Thursday, 26 December 2013

Where's My Comfort Food?


What does the future hold?

 
This is a question which people throughout our green and pleasant land are asking, as 2013 slowly disappears from our calendars, to be replaced by another year, and another - in most cases - twelve months of what we've just gone through.
 
 
You may well want to telephone a clairvoyant, at sixty-five pence a minute, to be told that you've got to keep an eye on your health, or you may already have a gut feeling that next year is going to be YOUR year.
 
Well, MY guts have nothing to say, and as for Mystic Marion in Basildon...
 
The future, my friends, is in our hands, and whilst fate can play a part in what's to come, I reckon that all the while I've got my comfort food, my cans of lager and my gambling addiction, life can throw as much shit my way as it likes, because quite frankly, what's to be will be.
 
 
 
Resolutions? Ah, yes! That's a list of things we jot down on the back of an envelope on the last day of the year, knowing there's more chance of it raining chocolate bars in Swindon than there is in us actually sticking to that stupid, bloody list of complete and utter nonsense.
 
 
Resolutions for 2014, you cheerfully write, include guzzling vast amounts of Perrier, eating tons of iceberg lettuces and turning your back on the biggest vice of all - the lottery. You may even, you convince yourself, start going to church every Sunday morning and you will certainly not be watching any more porn movies. Your addiction to the internet will be overcome and your use of foul language will be a thing of the past. You will get to like your neighbour, even if you really think he's a bastard and you will send money to charities throughout the land.
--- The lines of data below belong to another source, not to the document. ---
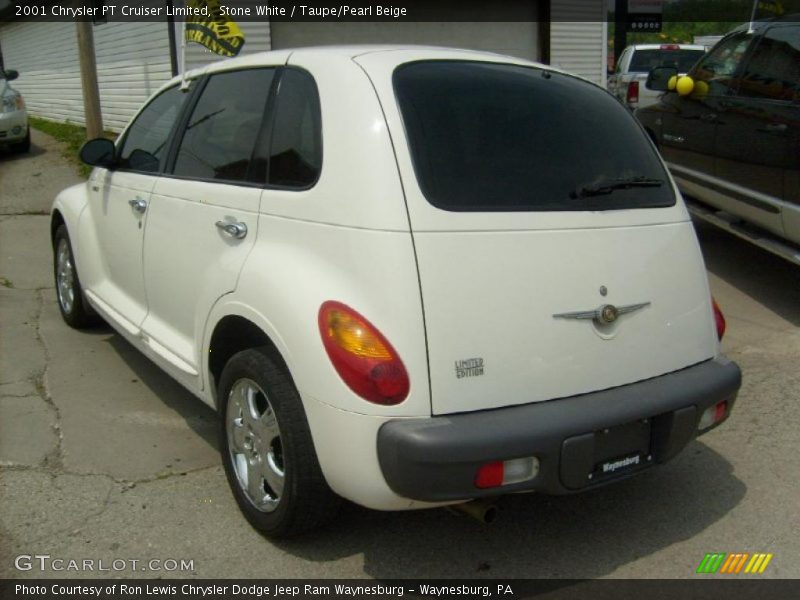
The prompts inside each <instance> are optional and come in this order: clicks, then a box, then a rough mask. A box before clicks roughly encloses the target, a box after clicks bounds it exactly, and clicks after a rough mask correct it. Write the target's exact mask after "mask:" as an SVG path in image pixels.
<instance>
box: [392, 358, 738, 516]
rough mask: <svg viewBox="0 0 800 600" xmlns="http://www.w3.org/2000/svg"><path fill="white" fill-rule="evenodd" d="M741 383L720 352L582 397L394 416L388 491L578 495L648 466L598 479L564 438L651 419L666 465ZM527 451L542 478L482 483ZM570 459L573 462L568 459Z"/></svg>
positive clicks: (655, 435)
mask: <svg viewBox="0 0 800 600" xmlns="http://www.w3.org/2000/svg"><path fill="white" fill-rule="evenodd" d="M740 385H741V371H740V370H739V367H738V366H737V365H736V363H734V362H732V361H730V360H728V359H727V358H724V357H719V358H716V359H714V360H709V361H707V362H704V363H700V364H698V365H695V366H692V367H688V368H686V369H682V370H680V371H675V372H673V373H668V374H666V375H661V376H659V377H655V378H653V379H648V380H645V381H640V382H637V383H633V384H629V385H625V386H621V387H617V388H612V389H609V390H604V391H600V392H593V393H589V394H583V395H580V396H572V397H569V398H561V399H558V400H550V401H546V402H536V403H533V404H525V405H521V406H510V407H505V408H499V409H491V410H484V411H478V412H473V413H461V414H455V415H444V416H435V417H432V418H425V419H397V420H392V421H388V422H387V423H385V424H384V425H383V426H382V427H381V429H380V430H379V432H378V442H377V444H378V459H379V461H380V465H381V470H382V471H383V475H384V478H385V479H386V482H387V484H388V485H389V487H390V488H391V489H392V490H393V491H394V492H395V493H397V494H399V495H401V496H403V497H406V498H412V499H415V500H422V501H429V502H436V501H446V500H465V499H470V498H477V497H481V496H493V495H498V494H504V493H509V492H516V491H528V490H530V491H539V492H544V493H549V494H565V493H571V492H575V491H580V490H582V489H586V488H588V487H595V486H597V485H602V483H606V482H608V481H613V480H616V479H620V478H623V477H625V476H627V475H631V474H633V473H635V472H638V471H639V470H641V469H634V470H632V471H629V472H626V473H624V474H622V475H620V476H618V477H612V478H610V479H605V480H604V481H603V482H602V483H600V482H592V481H591V479H590V478H587V476H586V473H584V470H585V469H586V468H588V464H580V463H581V462H584V463H586V460H583V461H582V460H581V459H580V458H579V454H576V453H575V452H574V451H567V446H568V445H569V444H567V445H565V442H567V440H569V439H570V438H574V437H575V436H585V435H586V434H592V433H593V432H597V431H602V430H603V429H606V428H613V427H615V426H618V425H622V424H626V423H632V422H635V421H640V420H642V419H650V420H652V421H651V423H652V424H651V427H652V429H651V431H652V434H651V454H652V460H651V461H648V465H649V464H653V463H663V462H665V461H667V460H669V459H670V458H672V457H673V456H675V455H676V454H677V453H678V452H680V450H681V449H682V448H683V447H684V446H685V445H686V444H687V443H688V442H689V441H691V440H692V439H694V437H695V436H696V435H697V424H698V422H699V420H700V416H701V415H702V413H703V411H704V410H705V409H706V408H708V407H710V406H713V405H715V404H717V403H718V402H720V401H722V400H727V401H728V415H729V414H730V411H731V409H732V408H733V403H734V401H735V399H736V393H737V391H738V390H739V387H740ZM589 448H591V445H590V446H589ZM525 456H536V457H537V458H538V459H539V474H538V475H537V476H536V477H535V478H534V479H533V480H531V481H527V482H523V483H518V484H512V485H507V486H502V487H499V488H493V489H486V490H481V489H478V488H476V487H475V486H474V483H473V482H474V478H475V474H476V471H477V469H478V467H479V466H480V465H482V464H485V463H487V462H490V461H494V460H508V459H511V458H519V457H525ZM562 456H563V457H568V459H567V460H563V461H562ZM562 462H563V463H564V464H562ZM581 482H585V483H583V485H581Z"/></svg>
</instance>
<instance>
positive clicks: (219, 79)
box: [173, 69, 275, 182]
mask: <svg viewBox="0 0 800 600" xmlns="http://www.w3.org/2000/svg"><path fill="white" fill-rule="evenodd" d="M274 75H275V70H274V69H248V70H244V71H232V72H228V73H220V74H218V75H212V76H211V78H210V79H209V81H208V83H207V84H206V87H205V89H203V91H202V93H201V95H200V99H199V100H198V101H197V105H196V106H195V107H194V110H193V111H192V115H191V117H189V122H188V123H187V125H186V130H185V132H184V135H183V139H182V140H181V143H180V146H179V148H178V154H177V157H176V159H175V168H174V171H173V172H174V173H175V175H180V176H184V177H192V178H197V179H219V180H223V181H233V182H236V181H244V180H246V179H247V178H248V169H249V168H250V161H251V159H252V155H253V148H254V146H255V142H256V137H257V135H258V132H259V128H260V127H261V121H262V119H263V117H264V112H265V108H266V105H267V99H268V97H269V92H270V86H271V85H272V79H273V77H274Z"/></svg>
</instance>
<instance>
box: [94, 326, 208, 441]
mask: <svg viewBox="0 0 800 600" xmlns="http://www.w3.org/2000/svg"><path fill="white" fill-rule="evenodd" d="M101 329H102V330H103V332H104V333H106V334H108V333H113V335H112V336H111V337H110V338H109V340H108V343H109V345H110V346H111V347H112V348H113V350H114V352H116V353H117V355H119V357H120V358H121V359H122V360H123V361H125V363H126V364H127V365H128V366H129V367H130V368H131V370H132V371H133V372H134V373H135V374H136V376H137V377H138V379H139V381H141V382H142V383H143V384H144V385H145V386H147V387H148V388H149V389H150V391H152V392H153V394H155V395H156V396H157V397H158V398H159V399H160V400H161V401H162V402H163V403H164V405H165V406H167V407H168V408H170V409H171V410H173V411H174V412H175V413H176V414H178V415H179V416H180V417H181V418H182V419H183V420H184V421H186V424H187V425H188V426H189V428H190V429H192V430H193V431H194V432H195V433H197V435H198V436H199V437H200V438H201V439H203V440H204V441H205V442H206V443H207V444H208V445H209V446H211V447H212V448H214V449H216V450H219V444H218V438H217V426H218V421H217V419H218V417H217V413H216V411H214V410H213V409H212V408H211V407H210V406H208V405H207V404H205V403H203V402H201V401H200V400H199V399H198V398H196V397H195V396H194V395H193V394H192V393H191V392H189V391H188V390H186V389H185V388H184V387H183V386H181V385H180V384H179V383H178V382H176V381H175V380H174V379H172V378H171V377H170V376H169V375H167V374H166V373H164V372H163V371H162V370H161V369H159V368H158V367H157V366H156V365H155V364H154V363H153V362H152V361H151V360H149V359H148V358H147V357H146V356H145V355H144V354H142V353H141V352H140V351H139V350H137V349H136V348H134V347H133V346H132V345H131V344H130V343H128V341H127V340H125V338H123V337H122V336H121V335H119V334H118V333H116V332H114V331H113V329H111V328H110V327H109V326H108V325H105V324H103V325H102V326H100V327H99V328H98V331H100V330H101Z"/></svg>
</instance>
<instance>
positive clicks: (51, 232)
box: [50, 208, 66, 247]
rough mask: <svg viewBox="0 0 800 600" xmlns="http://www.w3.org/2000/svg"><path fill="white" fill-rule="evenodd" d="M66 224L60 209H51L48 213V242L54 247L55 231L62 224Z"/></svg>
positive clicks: (54, 241)
mask: <svg viewBox="0 0 800 600" xmlns="http://www.w3.org/2000/svg"><path fill="white" fill-rule="evenodd" d="M65 224H66V220H65V219H64V215H62V214H61V211H60V210H59V209H57V208H55V209H53V212H52V214H51V215H50V244H51V245H52V246H54V247H55V243H56V231H58V228H59V227H61V226H62V225H65Z"/></svg>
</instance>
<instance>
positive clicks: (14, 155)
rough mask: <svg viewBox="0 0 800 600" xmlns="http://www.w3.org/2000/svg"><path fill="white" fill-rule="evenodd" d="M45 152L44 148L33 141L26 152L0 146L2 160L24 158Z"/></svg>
mask: <svg viewBox="0 0 800 600" xmlns="http://www.w3.org/2000/svg"><path fill="white" fill-rule="evenodd" d="M45 152H47V150H45V149H44V148H41V147H39V146H37V145H36V144H34V143H31V149H30V150H29V151H28V152H22V153H18V152H12V151H11V150H10V149H9V148H0V160H2V161H12V160H25V159H26V158H33V157H34V156H40V155H42V154H44V153H45Z"/></svg>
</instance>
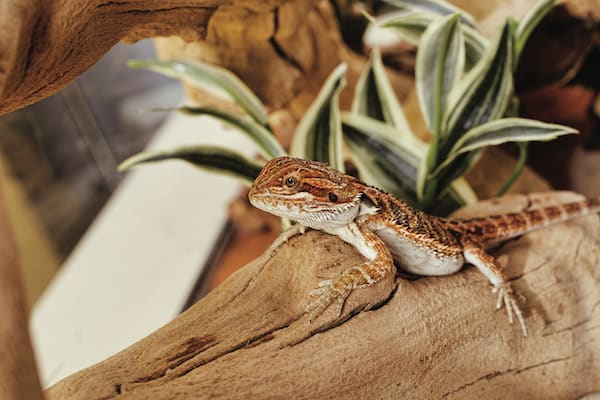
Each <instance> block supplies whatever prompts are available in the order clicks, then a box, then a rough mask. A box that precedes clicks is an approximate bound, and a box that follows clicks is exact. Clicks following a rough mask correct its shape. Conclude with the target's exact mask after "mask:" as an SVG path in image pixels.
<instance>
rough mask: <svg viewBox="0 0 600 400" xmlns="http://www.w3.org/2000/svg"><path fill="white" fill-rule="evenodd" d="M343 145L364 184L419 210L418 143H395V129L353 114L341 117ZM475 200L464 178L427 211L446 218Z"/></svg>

You will know longer spend hours watching football on television, but instead take up an interesting hobby.
 
 
Oh what a joy life will be, you believe, as you wonder why you didn't think of all of these life-changing things earlier.
 
 
 
Perrier and iceberg lettuces? Come on now, a juicy cheeseburger and pint of lager sounds so much better, doesn't it? And no more spending hours on the internet? And stamp collecting instead of Arsenal versus Liverpool? What a load of bollocks your list is, and what a waste of time writing your list has been.
 
 
So think again before you give up sex and let Jesus into your life, for whether or not you give up all of those nasty habits, hoping that it WILL lead to a better life, WHAT'S TO BE WILL BE!